In the long run you may be quite right and Vit D may be very effective in preventing prostate cancer. But that will be in the long term. ISRG will have been very successful in treating those many hundreds of thousands of patients now in their forties and fifties for whom Vit D therapy will not be an option.
You may be right that in the long term there will be threats to ISRG that we have not yet foreseen - Black Swans. But that is the long term and as J M Keynes once said - "In the long run we are all dead" - including ISRG
In addition, struggle to use your imaginations - any method (or machine) can be improved! Todays ( and yesterdays ) daVinci will be improved, perhaps several times over. And, we have'nt even discussed the Veterinary market yet have we? I say they will place 8000 machines out there - so there!

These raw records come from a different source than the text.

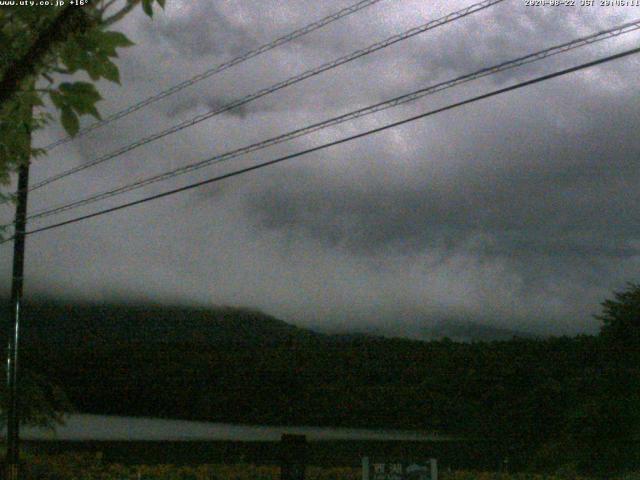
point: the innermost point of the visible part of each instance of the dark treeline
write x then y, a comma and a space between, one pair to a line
546, 403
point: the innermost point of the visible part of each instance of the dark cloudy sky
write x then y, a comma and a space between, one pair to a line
520, 211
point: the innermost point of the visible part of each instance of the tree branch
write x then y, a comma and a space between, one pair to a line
72, 20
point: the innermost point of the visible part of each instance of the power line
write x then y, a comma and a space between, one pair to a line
524, 60
276, 87
340, 141
220, 68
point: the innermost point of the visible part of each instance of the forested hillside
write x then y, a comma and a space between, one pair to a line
544, 402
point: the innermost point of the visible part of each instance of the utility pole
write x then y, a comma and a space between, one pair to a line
17, 281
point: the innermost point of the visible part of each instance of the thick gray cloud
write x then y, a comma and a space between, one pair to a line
519, 211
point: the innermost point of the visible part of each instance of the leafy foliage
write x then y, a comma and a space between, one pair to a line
91, 51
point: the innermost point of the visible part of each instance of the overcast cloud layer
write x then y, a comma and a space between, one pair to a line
521, 211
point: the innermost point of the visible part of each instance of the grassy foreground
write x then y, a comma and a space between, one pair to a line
73, 466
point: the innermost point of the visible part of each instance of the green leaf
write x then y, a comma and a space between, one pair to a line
57, 99
69, 121
147, 7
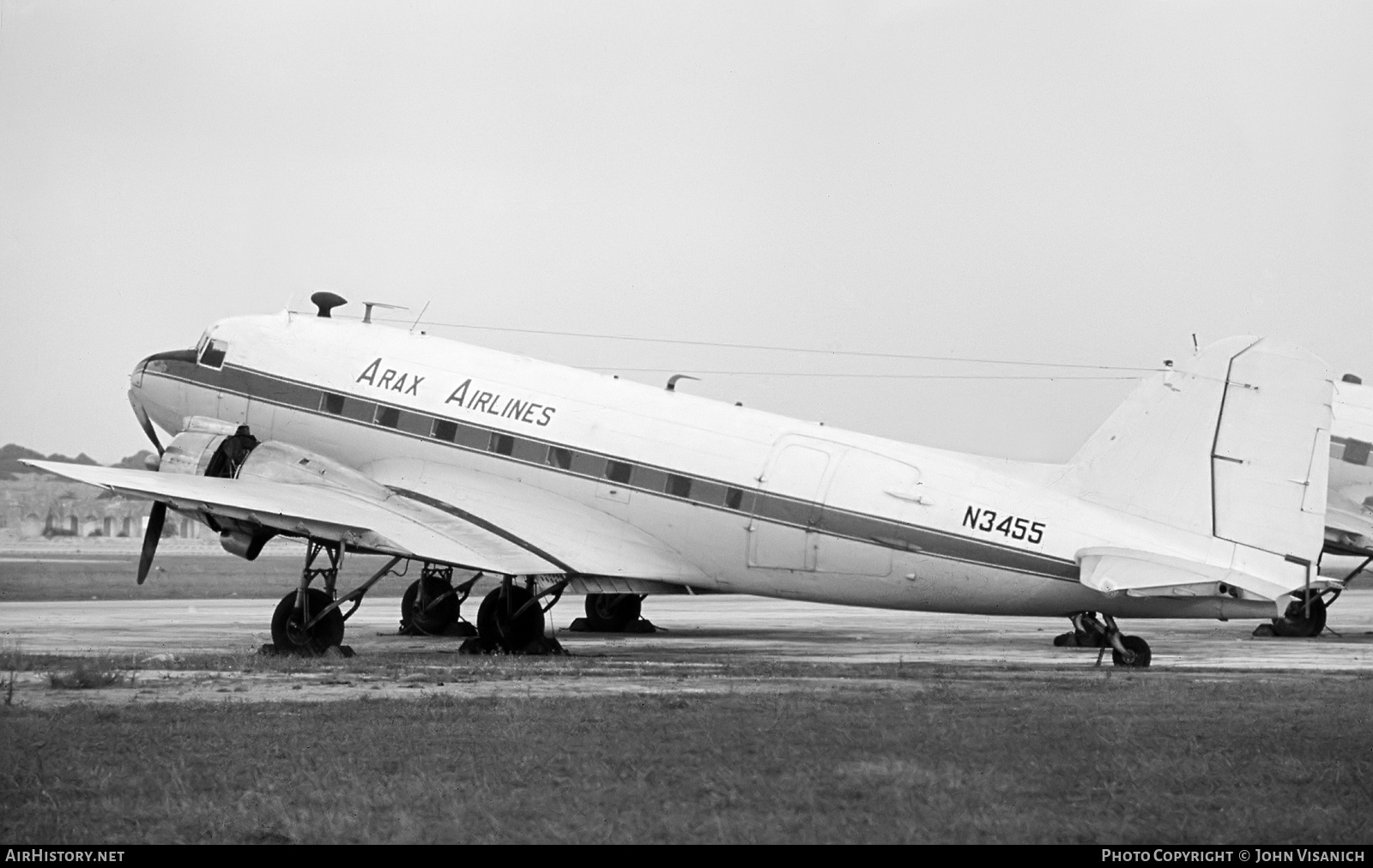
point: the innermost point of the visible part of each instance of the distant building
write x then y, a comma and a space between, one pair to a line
38, 506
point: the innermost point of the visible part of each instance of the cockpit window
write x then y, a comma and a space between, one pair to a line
213, 353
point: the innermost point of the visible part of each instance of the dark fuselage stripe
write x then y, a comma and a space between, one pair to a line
761, 506
485, 525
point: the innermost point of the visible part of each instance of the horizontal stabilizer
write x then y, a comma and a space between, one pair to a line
1121, 569
1232, 448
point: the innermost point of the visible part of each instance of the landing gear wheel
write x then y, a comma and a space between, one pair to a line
439, 612
288, 632
1295, 623
611, 612
1143, 657
498, 626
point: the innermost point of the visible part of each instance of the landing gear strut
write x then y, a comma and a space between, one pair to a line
1125, 650
614, 612
1092, 632
309, 619
432, 605
305, 623
511, 619
1303, 618
1088, 632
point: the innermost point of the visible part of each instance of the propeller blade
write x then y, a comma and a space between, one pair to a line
148, 426
150, 539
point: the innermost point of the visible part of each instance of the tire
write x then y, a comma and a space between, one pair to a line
611, 612
439, 616
287, 630
496, 626
1143, 655
1295, 624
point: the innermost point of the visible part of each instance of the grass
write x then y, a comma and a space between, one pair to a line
88, 676
1126, 758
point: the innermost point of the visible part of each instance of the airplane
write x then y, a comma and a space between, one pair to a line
1201, 496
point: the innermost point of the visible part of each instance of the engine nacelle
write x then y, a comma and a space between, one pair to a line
215, 448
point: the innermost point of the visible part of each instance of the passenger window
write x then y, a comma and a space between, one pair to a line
620, 472
389, 416
444, 430
1357, 452
213, 354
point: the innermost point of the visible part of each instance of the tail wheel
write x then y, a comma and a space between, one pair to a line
1297, 623
1140, 648
290, 633
498, 623
613, 612
439, 614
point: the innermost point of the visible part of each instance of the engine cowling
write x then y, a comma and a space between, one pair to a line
215, 448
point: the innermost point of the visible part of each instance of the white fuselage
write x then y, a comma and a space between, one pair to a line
752, 502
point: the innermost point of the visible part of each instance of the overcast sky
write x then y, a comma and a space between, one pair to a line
1085, 183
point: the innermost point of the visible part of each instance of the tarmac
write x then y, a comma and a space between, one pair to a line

"THE COMPANY'S MEASURE OF THE MARKET FOR ROBOTS may be far too optimistic. Jose J. Haresco, an
analyst at Merriman Curhan Ford in San Francisco, thinks there's room for about 1,800 da Vinci robots in the
U.S. and 600 more abroad."
So in a changing world where the US is no longer the 'only game in town', Barron's thinks 95% or 5,700,000,000 will only want/need access to 600 Da Vinci systems, while the 'elite US population' will have a max of 1,800? Not much logic in this projection IMO.
Lastly, after attending the annual meeting and getting to know the ISRG executives first hand, I believe there is no telling where their ingenuity will lead the company. Ie if they can manage to imagine, develop, manufacture, sell, train, deal with the FDA/hospitals/medicare and support the Da Vinci operating system across the US (and across the globe), there is 'no telling' how far they can go in the broader field of healthcare technology.